Analysis: %files hash contains a k/v pair, key of the script pathname, value of undef. It is the value which triggers the false positive (restart service), because if(grep {!defined($_) || $_ > $ps->start + $tolerance} values %files) covers this situation (the !defined($_) is what's causing it).

I'm incredibly confused by what this statement is trying to do. It's iterating over all the values in %files (so, a single undef value). The grep conditional will then match true on !defined($_) (because value undef); the $_ > $ps->start + $tolerance test isn't executed (due to the || operator) -- but even it were, if (undef > 1670368936) is still valid (and non-warning-emitting) Perl code; it proves false.

The one thing I have yet to answer is: should %files hash actually have a valid number instead of undef? Is that the bug here? Or is that normal considering this situation?

Clearly further analysis is needed, but seeing this overall logic path is making me question what the intention is/was.

Commit 2c74dc03 recently touched this code (to add support for tolerance), but does not appear to be at fault. We must go back further using git blame 2c74dc03^ NeedRestart.pm.

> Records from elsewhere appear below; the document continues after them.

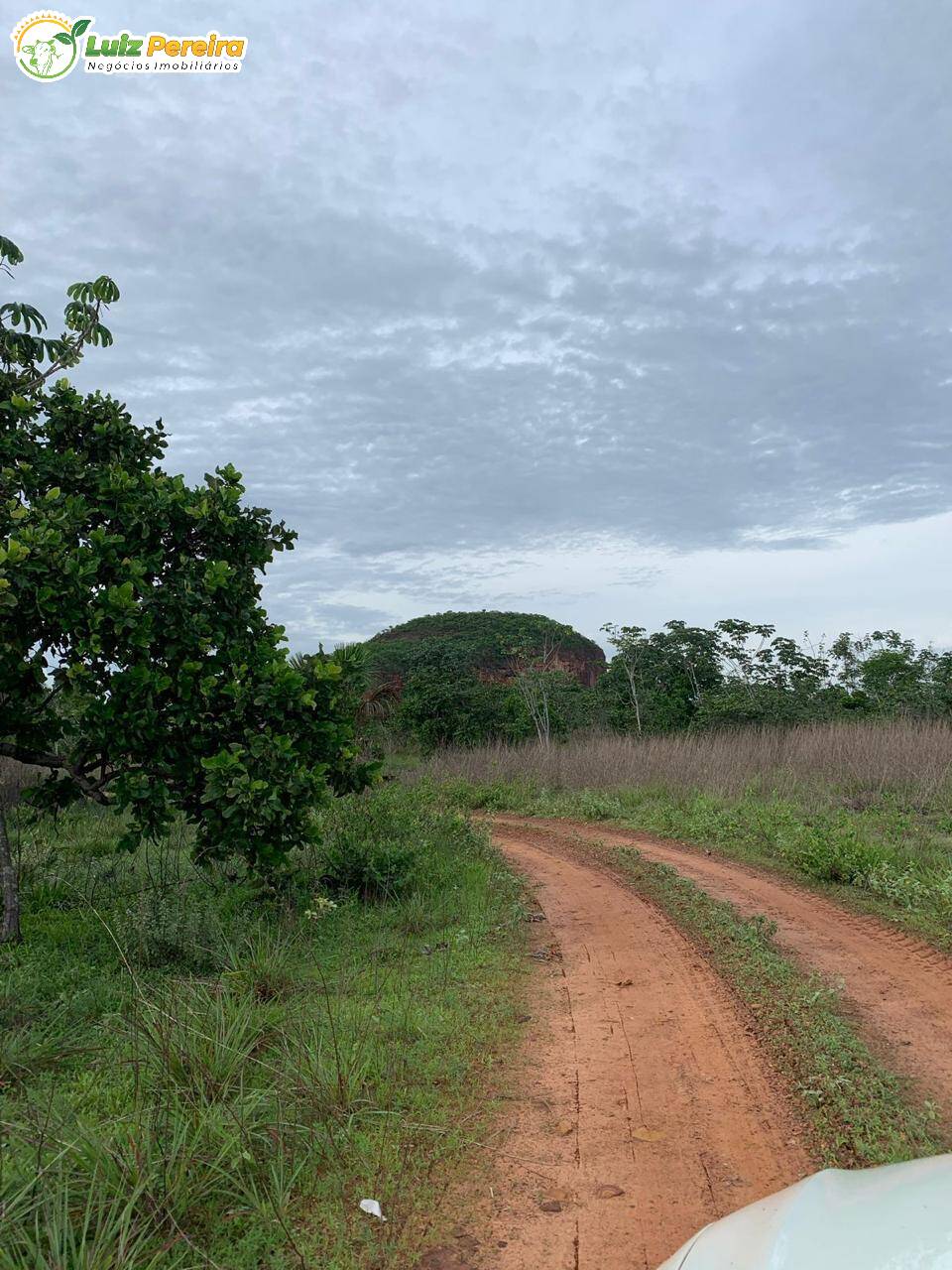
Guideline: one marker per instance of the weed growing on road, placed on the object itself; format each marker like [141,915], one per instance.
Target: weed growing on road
[858,1111]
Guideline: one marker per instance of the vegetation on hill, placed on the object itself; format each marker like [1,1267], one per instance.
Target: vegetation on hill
[486,640]
[458,688]
[465,679]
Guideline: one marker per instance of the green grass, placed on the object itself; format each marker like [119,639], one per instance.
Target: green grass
[195,1074]
[885,856]
[860,1114]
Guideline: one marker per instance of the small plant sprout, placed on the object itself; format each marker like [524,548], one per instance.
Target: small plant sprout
[321,907]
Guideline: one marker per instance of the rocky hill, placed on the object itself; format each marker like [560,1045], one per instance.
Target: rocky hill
[483,640]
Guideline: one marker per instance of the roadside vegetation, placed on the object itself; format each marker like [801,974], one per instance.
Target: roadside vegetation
[200,1069]
[864,808]
[243,985]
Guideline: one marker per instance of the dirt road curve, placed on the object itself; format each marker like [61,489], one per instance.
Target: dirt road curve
[648,1109]
[901,988]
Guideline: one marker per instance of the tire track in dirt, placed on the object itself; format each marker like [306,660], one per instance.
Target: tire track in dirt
[648,1109]
[900,988]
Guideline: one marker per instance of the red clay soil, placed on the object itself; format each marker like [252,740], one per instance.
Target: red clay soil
[647,1109]
[898,985]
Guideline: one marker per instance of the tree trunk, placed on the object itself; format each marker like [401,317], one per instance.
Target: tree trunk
[10,928]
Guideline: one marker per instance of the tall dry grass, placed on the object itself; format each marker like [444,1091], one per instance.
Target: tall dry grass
[861,760]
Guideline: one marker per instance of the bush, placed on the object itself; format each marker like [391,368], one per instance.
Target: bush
[370,867]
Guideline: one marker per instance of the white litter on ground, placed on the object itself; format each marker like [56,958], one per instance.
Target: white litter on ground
[372,1206]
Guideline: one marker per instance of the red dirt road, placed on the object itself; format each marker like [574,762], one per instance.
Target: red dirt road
[898,985]
[648,1109]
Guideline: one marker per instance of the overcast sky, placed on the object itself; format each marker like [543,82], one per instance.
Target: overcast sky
[612,310]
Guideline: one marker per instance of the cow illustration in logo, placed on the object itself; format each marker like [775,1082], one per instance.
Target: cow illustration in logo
[46,45]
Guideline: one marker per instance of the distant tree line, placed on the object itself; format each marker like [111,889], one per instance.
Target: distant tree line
[731,675]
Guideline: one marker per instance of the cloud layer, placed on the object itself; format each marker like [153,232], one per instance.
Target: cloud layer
[454,284]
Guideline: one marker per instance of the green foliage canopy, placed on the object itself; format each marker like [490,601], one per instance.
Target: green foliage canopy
[137,665]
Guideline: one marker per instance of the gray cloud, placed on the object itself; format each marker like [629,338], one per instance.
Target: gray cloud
[453,280]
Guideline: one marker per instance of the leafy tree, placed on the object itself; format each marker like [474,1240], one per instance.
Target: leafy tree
[137,666]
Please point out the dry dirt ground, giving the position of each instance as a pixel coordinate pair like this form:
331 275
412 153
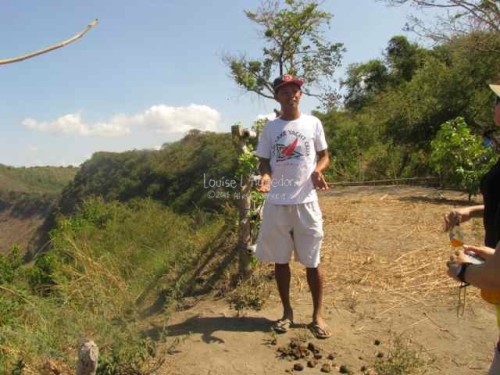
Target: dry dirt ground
384 260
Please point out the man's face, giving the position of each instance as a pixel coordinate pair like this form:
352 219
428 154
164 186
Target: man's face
288 96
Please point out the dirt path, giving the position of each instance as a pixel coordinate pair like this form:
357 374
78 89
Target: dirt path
386 290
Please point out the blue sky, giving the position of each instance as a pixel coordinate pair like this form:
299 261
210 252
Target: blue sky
150 71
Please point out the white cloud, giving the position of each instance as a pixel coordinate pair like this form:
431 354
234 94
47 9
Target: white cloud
268 117
178 120
158 118
73 124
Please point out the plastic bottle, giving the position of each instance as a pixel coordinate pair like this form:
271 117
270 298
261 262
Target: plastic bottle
456 236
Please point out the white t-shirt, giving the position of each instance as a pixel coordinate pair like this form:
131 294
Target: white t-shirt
291 147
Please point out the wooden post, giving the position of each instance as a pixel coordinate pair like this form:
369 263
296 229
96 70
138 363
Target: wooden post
241 137
88 354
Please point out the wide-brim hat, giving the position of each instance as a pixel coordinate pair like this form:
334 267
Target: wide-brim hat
287 79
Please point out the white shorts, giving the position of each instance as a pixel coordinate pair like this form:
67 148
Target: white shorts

Lo and behold we find adb008eb:

commit adb008eb7a103ddb1fcfffe4acfdca615cc566c4
Author: Thomas Liske <thomas@fiasko-nw.net>
Date:   Tue Dec 9 23:47:30 2014 +0100

    Handle script files without timestamp as obsolete files.

diff --git a/perl/lib/NeedRestart.pm b/perl/lib/NeedRestart.pm
index ec55ba9..84d88d3 100644
--- a/perl/lib/NeedRestart.pm
+++ b/perl/lib/NeedRestart.pm
@@ -147,10 +147,10 @@ sub needrestart_interp_check($$$) {
            my $ps = nr_ptable_pid($pid);
            my %files = $interp->files($pid);

-           if(grep {$_ > $ps->start} values %files) {
+           if(grep {!defined($_) || $_ > $ps->start} values %files) {
                if($debug) {
                    print STDERR "$LOGPREF #$pid uses obsolete script file(s):";
-                   print STDERR join("\n$LOGPREF #$pid  ", '', map {($files{$_} > $ps->start ? $_ : ())} keys %files);
+                   print STDERR join("\n$LOGPREF #$pid  ", '', map {(!defined($files{$_}) || $files{$_} > $ps->start ? $_ : ())} keys %files);
                    print STDERR "\n";
                }

"Handle script files without timestamp"... and why would this script not have a timestamp? :) What is meant here by "timestamp"? Actual stat(2) file timestamp? And if so, what field? I provided stat(1) output earlier to demonstrate that the file is not changing. But again, I am left wondering why this %files hash has an undef value when, ideally, it should have something.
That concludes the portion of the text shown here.